A new study published in Science Advances by Sacktor, Fenton and their colleagues plugs these holes. The research suggests that PKMzeta works alongside another molecule, called KIBRA (kidney and brain expressed adaptor protein), which attaches to synapses activated during learning, effectively “tagging” them. KIBRA couples with PKMzeta, which then keeps the tagged synapses strengthened.

Experiments show that blocking the interaction between these two molecules abolishes LTP in neurons and disrupts spatial memories in mice. Both molecules are short-lived, but their interaction persists. “It’s not PKMzeta that’s required for maintaining a memory, it’s the continual interaction between PKMzeta and this targeting molecule, called KIBRA,” Sacktor says. “If you block KIBRA from PKMzeta, you’ll erase a memory that’s a month old.” The specific molecules will have been replaced many times during that month, he adds. But, once established, the interaction maintains memories over the long term as individual molecules are continually replenished.

The findings boost a theory that has seen some pushback. In 2013 two studies showed that mice genetically engineered to lack PKMzeta could form long-term memories. Furthermore, the molecule researchers had used to block PKMzeta in the earlier studies known as ZIP (zeta-inhibitory peptide)—also abolished memories in these mice, showing that it must be interacting with some other molecule. Three years later Sacktor and Fenton proposed an explanation. The researchers published a study suggesting that another, related protein, PKCiota/lambda, stepped in to take over PKMzeta’s job in animals engineered to lack PKMzeta from birth. PKCiota/lambda exists in normal animals’ synapses in small and fleeting quantities, but the researchers found that it was greatly elevated in mice lacking PKMzeta. They also showed that ZIP blocks PKCiota/lambda, which explains why it erased memories in the engineered mice.
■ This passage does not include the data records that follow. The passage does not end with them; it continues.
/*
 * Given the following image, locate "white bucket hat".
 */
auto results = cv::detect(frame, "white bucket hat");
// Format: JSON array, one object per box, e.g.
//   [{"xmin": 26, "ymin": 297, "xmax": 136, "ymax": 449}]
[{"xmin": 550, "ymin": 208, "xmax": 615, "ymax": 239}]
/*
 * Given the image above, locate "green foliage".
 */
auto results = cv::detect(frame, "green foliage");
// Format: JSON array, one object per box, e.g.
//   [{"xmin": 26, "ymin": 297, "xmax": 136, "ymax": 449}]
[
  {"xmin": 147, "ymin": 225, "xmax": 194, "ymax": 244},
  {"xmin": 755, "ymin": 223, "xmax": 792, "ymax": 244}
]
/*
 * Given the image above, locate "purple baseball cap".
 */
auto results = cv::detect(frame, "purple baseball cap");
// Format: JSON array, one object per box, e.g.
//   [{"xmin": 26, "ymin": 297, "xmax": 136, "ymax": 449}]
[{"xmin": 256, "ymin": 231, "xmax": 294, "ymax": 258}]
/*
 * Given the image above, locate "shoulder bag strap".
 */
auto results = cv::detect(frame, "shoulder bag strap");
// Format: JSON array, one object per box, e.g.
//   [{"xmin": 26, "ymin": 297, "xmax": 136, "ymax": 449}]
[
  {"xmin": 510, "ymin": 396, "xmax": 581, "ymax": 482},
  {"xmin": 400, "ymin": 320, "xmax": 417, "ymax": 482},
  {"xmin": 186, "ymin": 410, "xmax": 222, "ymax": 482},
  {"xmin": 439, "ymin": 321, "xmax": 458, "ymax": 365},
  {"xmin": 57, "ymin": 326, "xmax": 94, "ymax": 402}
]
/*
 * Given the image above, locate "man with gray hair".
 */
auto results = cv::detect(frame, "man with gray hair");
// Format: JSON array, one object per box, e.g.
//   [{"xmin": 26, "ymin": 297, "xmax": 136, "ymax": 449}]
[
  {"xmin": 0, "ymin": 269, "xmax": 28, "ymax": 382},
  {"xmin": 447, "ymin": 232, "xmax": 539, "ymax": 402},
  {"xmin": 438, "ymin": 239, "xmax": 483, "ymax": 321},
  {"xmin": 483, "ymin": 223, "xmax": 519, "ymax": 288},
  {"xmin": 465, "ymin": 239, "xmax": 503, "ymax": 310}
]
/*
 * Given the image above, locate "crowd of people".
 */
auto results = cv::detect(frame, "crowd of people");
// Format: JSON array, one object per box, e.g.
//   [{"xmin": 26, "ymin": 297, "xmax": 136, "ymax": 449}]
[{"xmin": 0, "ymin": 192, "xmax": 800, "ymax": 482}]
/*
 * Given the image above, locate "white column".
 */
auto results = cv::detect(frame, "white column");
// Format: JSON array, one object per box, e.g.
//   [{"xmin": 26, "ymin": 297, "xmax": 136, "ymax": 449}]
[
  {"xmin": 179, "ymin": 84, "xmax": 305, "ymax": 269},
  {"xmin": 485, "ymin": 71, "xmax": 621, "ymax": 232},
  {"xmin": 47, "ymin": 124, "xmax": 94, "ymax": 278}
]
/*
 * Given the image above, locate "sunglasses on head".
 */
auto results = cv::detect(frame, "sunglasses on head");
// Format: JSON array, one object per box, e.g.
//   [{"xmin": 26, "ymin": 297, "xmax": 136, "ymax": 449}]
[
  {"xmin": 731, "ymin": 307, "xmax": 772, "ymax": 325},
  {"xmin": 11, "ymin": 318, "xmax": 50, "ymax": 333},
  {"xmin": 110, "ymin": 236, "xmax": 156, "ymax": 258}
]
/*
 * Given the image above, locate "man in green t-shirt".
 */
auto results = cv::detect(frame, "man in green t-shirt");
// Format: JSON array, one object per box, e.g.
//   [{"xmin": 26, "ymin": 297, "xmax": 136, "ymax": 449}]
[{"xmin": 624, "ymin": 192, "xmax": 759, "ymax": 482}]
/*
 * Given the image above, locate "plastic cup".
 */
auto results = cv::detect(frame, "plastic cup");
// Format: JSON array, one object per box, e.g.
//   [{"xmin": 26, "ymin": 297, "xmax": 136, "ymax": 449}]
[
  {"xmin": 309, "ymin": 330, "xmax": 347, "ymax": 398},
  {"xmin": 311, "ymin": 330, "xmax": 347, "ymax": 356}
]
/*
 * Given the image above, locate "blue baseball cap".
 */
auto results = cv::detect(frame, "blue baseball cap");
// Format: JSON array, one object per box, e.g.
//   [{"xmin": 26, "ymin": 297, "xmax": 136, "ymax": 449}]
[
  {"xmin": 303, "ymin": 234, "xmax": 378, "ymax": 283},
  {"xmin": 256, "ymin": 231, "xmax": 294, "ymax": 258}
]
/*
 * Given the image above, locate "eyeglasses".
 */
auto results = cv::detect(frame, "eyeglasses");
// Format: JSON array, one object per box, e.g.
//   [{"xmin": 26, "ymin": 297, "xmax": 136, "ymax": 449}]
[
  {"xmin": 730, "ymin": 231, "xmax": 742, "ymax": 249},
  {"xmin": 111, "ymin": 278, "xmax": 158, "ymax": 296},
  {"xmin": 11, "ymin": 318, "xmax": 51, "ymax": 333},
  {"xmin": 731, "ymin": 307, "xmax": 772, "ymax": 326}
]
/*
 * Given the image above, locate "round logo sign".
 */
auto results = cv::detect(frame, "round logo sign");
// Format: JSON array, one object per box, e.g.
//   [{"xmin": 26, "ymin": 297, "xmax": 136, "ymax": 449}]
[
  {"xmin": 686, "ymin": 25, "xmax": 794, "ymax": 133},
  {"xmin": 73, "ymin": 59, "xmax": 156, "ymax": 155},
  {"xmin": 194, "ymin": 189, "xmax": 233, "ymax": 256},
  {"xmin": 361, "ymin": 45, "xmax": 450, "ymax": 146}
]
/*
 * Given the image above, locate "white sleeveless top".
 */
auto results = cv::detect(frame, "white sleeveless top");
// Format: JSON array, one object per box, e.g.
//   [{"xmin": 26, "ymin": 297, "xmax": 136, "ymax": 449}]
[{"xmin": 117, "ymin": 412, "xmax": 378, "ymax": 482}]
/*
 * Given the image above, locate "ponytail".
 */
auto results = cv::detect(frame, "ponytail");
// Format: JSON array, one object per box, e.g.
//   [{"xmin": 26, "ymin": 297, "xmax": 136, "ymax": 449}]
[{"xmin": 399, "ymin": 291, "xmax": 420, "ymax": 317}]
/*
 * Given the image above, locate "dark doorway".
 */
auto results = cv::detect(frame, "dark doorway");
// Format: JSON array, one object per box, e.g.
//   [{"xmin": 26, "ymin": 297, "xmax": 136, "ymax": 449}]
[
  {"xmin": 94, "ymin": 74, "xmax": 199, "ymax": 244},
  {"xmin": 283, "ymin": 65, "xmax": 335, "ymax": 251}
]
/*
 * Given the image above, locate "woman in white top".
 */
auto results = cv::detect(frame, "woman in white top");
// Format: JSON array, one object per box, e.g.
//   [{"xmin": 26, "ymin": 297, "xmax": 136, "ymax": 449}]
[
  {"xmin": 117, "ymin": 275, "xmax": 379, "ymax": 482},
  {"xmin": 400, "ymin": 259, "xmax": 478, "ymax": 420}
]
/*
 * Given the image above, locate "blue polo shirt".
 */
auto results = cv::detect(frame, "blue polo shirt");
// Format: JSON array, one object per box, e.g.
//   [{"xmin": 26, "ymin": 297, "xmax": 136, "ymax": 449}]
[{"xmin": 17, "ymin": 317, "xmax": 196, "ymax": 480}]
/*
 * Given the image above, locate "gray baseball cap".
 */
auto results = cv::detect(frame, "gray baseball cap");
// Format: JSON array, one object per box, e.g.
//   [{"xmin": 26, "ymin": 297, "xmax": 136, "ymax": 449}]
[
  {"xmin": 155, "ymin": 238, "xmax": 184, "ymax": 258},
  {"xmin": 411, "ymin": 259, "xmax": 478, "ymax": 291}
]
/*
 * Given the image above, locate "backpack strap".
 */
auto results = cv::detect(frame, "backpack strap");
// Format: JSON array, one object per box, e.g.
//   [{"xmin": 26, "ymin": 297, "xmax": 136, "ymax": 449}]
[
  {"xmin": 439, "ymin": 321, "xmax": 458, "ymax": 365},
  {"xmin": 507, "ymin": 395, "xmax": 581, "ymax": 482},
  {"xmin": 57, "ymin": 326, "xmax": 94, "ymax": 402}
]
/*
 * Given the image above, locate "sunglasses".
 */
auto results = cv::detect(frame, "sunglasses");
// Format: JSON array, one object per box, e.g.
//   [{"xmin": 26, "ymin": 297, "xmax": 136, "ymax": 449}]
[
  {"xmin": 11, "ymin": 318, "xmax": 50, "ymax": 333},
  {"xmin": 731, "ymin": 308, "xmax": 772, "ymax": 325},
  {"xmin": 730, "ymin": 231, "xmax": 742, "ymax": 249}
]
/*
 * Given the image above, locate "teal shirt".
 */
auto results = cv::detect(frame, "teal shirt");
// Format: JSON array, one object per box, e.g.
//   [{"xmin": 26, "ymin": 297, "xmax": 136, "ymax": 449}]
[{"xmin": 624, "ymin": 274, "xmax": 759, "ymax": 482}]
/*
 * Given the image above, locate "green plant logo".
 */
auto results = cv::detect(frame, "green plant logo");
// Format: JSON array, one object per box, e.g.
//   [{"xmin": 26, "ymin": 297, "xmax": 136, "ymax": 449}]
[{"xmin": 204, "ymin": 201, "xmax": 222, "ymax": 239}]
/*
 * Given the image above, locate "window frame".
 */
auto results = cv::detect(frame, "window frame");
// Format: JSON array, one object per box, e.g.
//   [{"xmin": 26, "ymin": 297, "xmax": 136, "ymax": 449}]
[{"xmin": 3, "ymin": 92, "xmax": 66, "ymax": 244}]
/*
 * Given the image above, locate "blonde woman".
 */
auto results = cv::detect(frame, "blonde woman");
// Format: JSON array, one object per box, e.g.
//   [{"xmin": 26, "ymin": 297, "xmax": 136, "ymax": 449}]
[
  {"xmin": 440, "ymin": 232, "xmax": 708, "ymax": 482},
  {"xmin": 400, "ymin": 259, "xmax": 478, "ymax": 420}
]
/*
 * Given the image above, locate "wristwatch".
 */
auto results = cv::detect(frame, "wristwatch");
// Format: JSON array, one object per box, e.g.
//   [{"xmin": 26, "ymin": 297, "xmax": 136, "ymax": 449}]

This became a serious criticism of PKMzeta studies: ZIP’s effects were not as specific as originally thought. Not only does it block molecules other than PKMzeta, but one study also found that it even suppresses brain activity.

The new study addresses this issue. The researchers used two different molecules to block PKMzeta and KIBRA from interacting. They first showed that both of these blockers only prevent PKMzeta from attaching to KIBRA. Neither stop PKCiota/lambda from doing so. Experiments showed that both blockers reversed LTP and disrupted memories in normal mice but had no effect on memory storage in mice engineered to lack PKMzeta. “Evidence is more trustworthy when you have converging results showing the same thing with different methods,” says Janine Kwapis, a neuroscientist at Pennsylvania State University, who was not involved in the study. “It’s really convincing.”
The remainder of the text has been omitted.